Are large language models capable of reasoning? When you ask a large language model for 8 multiplied by 7, does it run a multiplication algorithm, or use a multiplication table? Perhaps large language models’ impressive capabilities come not from their intelligence, but from having memorized hundreds of thousands of tasks from their petabytes of training data.
To test this, researchers from MIT and Boston University ran language models on ordinary tasks, then gave each task a twist to see how the model reacted. Their paper is interesting both as a study of how language models generalize to new tasks, and because it evaluates popular language models from multiple companies (OpenAI GPT, Anthropic Claude, Google PALM-2) on varied domains with easy-to-read graphs. This Wednesday, Blaine Rogers will lead a session examining the paper, combing it for insights and seeing what questions remain to be answered.

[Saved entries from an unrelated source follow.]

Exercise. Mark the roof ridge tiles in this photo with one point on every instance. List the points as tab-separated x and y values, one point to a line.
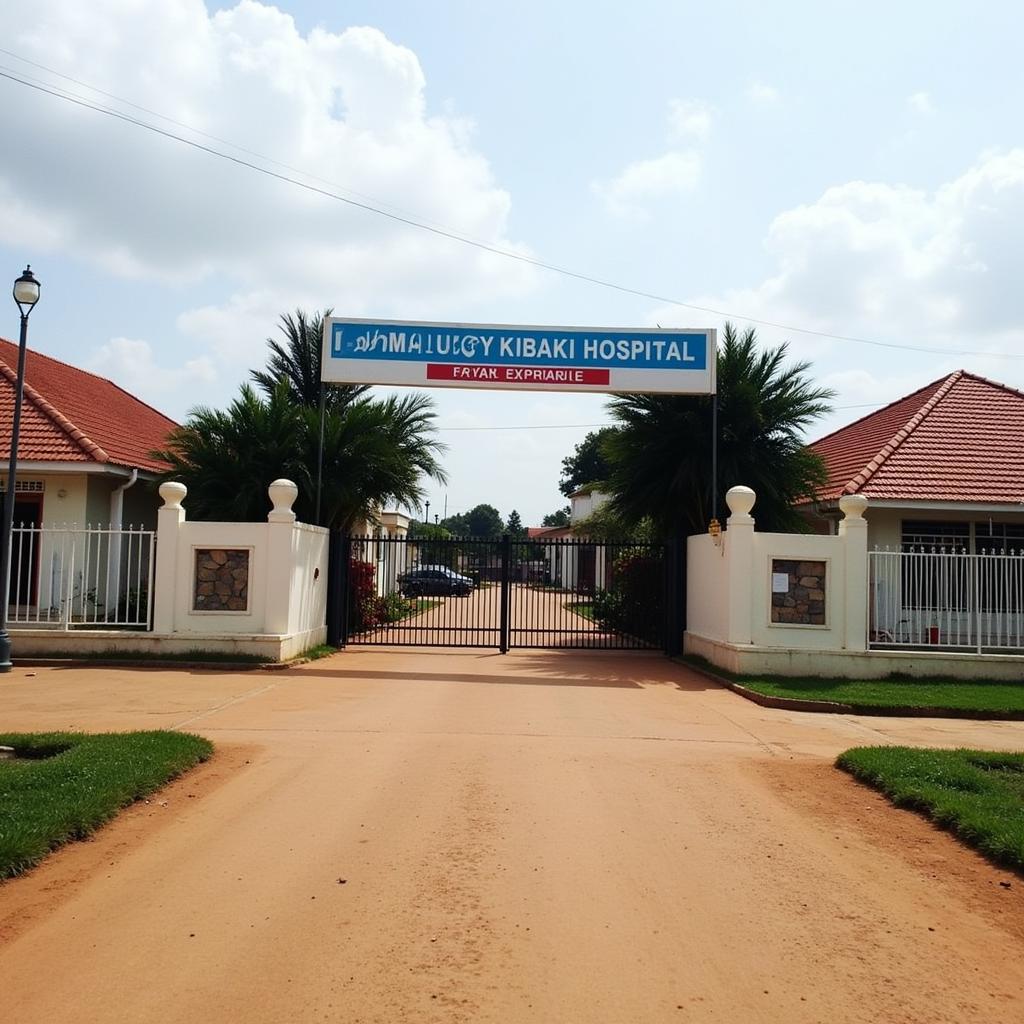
887	450
82	439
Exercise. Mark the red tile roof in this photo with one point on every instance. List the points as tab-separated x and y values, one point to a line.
69	415
958	439
536	532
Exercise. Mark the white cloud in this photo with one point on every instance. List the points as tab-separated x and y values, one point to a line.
921	102
643	182
132	364
349	108
690	118
647	180
762	93
936	269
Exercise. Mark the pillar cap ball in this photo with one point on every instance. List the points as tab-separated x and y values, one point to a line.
853	506
283	495
740	500
172	492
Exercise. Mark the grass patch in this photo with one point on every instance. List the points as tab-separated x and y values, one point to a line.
584	608
116	654
979	695
72	783
321	650
976	795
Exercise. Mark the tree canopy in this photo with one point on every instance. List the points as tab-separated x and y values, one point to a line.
481	520
514	526
660	454
376	452
298	363
589	462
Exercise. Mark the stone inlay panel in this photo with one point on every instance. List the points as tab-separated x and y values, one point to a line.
803	603
221	580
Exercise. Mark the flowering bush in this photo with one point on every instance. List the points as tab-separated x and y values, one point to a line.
367	609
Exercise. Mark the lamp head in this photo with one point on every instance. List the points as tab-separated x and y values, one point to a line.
27	291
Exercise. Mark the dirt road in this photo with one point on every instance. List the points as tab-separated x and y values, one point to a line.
465	838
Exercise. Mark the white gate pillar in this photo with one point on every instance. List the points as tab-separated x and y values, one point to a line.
170	516
853	532
739	561
280	556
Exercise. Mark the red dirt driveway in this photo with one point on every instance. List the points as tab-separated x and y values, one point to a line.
546	837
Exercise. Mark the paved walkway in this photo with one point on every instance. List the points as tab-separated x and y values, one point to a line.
434	837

The impressive performance of recent language models across a wide range of tasks suggests that they possess a degree of abstract reasoning skills. Are these skills general and transferable, or specialized to specific tasks seen during pretraining? To disentangle these effects, we propose an evaluation framework based on “counterfactual” task variants that deviate from the default assumptions underlying standard tasks. Across a suite of 11 tasks, we observe nontrivial performance on the counterfactual variants, but nevertheless find that performance substantially and consistently degrades compared to the default conditions. This suggests that while current LMs may possess abstract tasksolving skills to a degree, they often also rely on narrow, non-transferable procedures for task-solving. These results motivate a more careful interpretation of language model performance that teases apart these aspects of behavior.